Punjab and Kashmir: Synergy of Masses

It is widely believed that Baba Nanak along with Bhayee Mardhana visited and spent some time at Martanda/ Mattan where u...

It was on my recent trip to Punjab that I realised, you can say recollected, that I had heard and seen four generations of mine traveling to the Punjab for succor including me. My grand father had purchased a book ilmi tib wa haq from Lahore somewhere in 1920s that is still in my possession, my father was a regular annual visitor/ worker for most of his life, I worked there for a few years and my son studied for about the same time. I realised that there have been generations of Kashmiris who had done the same and of course vice versa. I felt to write a piece on the subject from the common human perspective...

...On the other side we see Punjabi settlements in different parts of the Valley. Essentially it is the Sikh population that represents the Punjabi population living across the length and breadth of Kashmir. The Sikh population retains Punjabi as its mother tounge while speaking Kashmiri as well. It has retained all the elements of Punjabi culture while picking the local tradition and assimilating in the main body politic of the masses. Sikhs migrated to the valley during the period of the Khalsa rule, that as I said earlier, lasted only a brief period of twenty eight years between 1818 and 1846 but the Sikh-Kashmir connection is as old as the Sikh religion.

It is widely believed that Baba Nanak along with Bhayee Mardhana visited and spent some time at Martanda/ Mattan where unfortunately the Sikh baradhari is struggling to construct a Gurduwara due to some stubborn opposition from the other religious Kashmiri "minority" and the matter is lingering in Courts at Anantnag for decades now. Again it is at the complaint of alleged forcible conversion of the same local minority by Awrangzeb that was prostested by Guru Teg Bahadur leading to his martyrdom. Although not mentioned by the earlier Sikh historians, the official accounts of Sri Harmandir Sahib/ Golden Temple, I have been told, mention that its foundation stone was laid by the Sufi peer Sai Mian Mir at the invitation of Guru Arjan. I wonder if it has some Kashmir connection, as many Kashmiris carry the surname Mir. There is another community settled in District Kupwara and in and around village Yaripora in Kulgam district. It is the Bomba or as we call them b'umye tribe who we suppose have arrived from Muzafferabad but as I personally know the tribe speaks perfect Punjabi and has retained it as its mother tongue...
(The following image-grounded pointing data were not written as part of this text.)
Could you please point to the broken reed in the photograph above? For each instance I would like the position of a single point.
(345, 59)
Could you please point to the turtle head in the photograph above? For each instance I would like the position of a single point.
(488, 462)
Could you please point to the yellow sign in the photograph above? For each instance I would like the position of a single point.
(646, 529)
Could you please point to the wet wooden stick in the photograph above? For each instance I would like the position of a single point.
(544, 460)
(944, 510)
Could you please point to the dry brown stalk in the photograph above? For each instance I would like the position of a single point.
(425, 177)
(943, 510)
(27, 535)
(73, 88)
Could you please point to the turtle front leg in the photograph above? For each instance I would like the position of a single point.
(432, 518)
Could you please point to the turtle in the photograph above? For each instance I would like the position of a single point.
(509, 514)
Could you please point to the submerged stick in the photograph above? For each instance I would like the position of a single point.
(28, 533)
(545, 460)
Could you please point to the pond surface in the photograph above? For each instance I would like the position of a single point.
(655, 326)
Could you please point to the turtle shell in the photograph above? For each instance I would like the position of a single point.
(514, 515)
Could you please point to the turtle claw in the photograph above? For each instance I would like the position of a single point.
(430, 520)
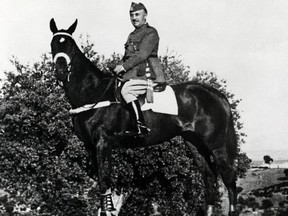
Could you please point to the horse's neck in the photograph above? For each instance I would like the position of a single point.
(84, 82)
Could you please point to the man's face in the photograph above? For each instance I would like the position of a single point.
(138, 18)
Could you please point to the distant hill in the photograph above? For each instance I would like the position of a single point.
(262, 186)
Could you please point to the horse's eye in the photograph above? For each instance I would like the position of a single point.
(62, 40)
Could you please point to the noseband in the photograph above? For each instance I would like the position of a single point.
(64, 55)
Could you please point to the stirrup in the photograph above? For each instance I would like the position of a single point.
(140, 129)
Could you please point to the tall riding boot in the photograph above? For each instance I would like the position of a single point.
(138, 126)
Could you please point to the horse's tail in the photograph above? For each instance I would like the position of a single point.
(231, 140)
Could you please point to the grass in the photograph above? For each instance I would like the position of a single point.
(264, 192)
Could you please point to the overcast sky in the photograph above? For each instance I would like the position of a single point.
(244, 42)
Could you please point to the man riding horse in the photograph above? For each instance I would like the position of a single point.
(140, 66)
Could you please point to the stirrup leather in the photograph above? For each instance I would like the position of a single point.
(108, 203)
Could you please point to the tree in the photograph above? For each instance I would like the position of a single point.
(267, 159)
(44, 163)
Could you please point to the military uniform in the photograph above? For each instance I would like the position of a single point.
(141, 51)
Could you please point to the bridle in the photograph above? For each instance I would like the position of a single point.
(64, 55)
(99, 99)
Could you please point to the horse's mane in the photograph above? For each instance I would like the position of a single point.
(210, 89)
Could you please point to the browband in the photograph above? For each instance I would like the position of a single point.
(63, 33)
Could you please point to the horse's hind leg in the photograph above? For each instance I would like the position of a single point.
(209, 177)
(228, 174)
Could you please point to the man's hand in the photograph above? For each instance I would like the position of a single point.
(118, 69)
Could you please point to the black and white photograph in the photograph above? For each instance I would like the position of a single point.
(143, 108)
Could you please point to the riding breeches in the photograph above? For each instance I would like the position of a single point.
(133, 88)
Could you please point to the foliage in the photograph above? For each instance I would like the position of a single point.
(267, 159)
(44, 165)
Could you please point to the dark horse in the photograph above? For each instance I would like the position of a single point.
(204, 121)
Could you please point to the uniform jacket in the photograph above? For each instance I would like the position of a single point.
(141, 50)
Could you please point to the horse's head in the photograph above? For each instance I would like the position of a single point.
(62, 46)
...To conclude I would say that there has been a lot of synergy among the common people of Punjab and Kashmir through ages. That continues to this day but is almost forgotten, neither written about nor documented. The interaction, exchange and the confluence of the two cultures needs an indepth investigation. The available history books seem to be occupied by the narrative of the battles, the wars, the rulers, the politicians and their courtiers lacking the necessary detail about the masses inhabiting the two adjustant geographies. The two people have come to the rescue of each other in times of distress, calamity sharing a bond of affinity, camaraderie and spirituality all along.